Depends on how the turn is made. A properly coordinated turn requires very little continuous rudder force, because what you are actually doing is changing the lift vector through the center of the plane to the left or the right.
Think of a plane dangling on a string, with it attached at the center of gravity so that the wings and fuselage are level. If you tilt that string to the left or right (by banking the wings) while keeping the string perpendicular to the wings/fuselage and pulling on the string to maintain altitude, the plane turns left or right.
Maybe someone can explain it better in words. It's hard for me to do without pictures.
Turning a plane at 450mph can cause 0 to infinite G's depending on the rate of change in direction.

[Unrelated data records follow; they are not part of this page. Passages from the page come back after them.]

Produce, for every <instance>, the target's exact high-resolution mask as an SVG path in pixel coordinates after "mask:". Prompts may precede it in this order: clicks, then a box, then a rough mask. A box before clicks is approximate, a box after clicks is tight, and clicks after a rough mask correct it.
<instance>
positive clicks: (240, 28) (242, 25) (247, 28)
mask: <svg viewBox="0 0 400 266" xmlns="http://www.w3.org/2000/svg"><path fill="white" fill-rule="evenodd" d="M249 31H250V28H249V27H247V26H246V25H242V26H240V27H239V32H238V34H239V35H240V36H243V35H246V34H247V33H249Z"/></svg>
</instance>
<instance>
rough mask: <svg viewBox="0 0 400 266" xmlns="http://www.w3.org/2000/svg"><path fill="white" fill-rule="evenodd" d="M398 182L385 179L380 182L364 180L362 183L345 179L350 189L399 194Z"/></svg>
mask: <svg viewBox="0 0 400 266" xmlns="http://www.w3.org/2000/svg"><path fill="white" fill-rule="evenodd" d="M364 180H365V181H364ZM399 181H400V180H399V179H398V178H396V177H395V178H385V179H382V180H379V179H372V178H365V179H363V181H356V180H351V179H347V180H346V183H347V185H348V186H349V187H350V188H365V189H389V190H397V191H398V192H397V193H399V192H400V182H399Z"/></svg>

Maybe if you stomped on the rudder at 450mph, maybe. However you don't turn an aircraft that way. You do turn most missles that way, it's called skid to turn. With an aircraft, and some missles, cruises for example, you bank the beast to turn it. That way you use the lift force from the wings, i.e. positive Gs in the Up direction of the aircraft, rather than side force, which is hard to generate with that little bitty rudder, and hard on that rudder too. When you bank to turn, you use the rudder to keep the turn "coordinated", that is to minimize those side forces, which just cause more drag, which you don't want. You must also pull back on the stick or yoke, to increase the angle of attack so as to produce the extra lift force that you need to drag yourself around the turn, while still retaining enough of a verticle (earth axis not aircraft axis) component to hold the airplane up against gravity. For example a 45 degree banked turn requires the aircraft to pull 1.414 (sqaure root of 2) G's parrallel to your spine, to keep the aircraft flying level, but turning. You'd get one "G" of "force" vertically and one horizontally. That one "G" of "force" would cause you to turn about 2.8 degrees per second at 450 mph. At a lower speed the same accelleration would be produce a faster turn rate, because the turn rate is inverserly proprotional to the speed and directly proportional to the horizontal accelleration.
psi-dot = 180/Pi * A / V
where psi-dot is the turn rate in degrees per second. A is the accelleratin and V is the speed. Speed and accelleration must be in compatible units, such as ft/sec/sec and ft/sec or meters/sec/sec and meters/second. The turn rate comes out in degrees per unit time, if you want to use some other measure of time, minutes, hours, days or fortnights. Leave off the 180/Pi if you want the rate in radians per second.
Never try to do engineering calculations with furlongs as the measure of length and fornights as the measure of time. You'd be sure to blow a gasket somewhere along the way, and your bridge would surely fall or your airplane crash. :).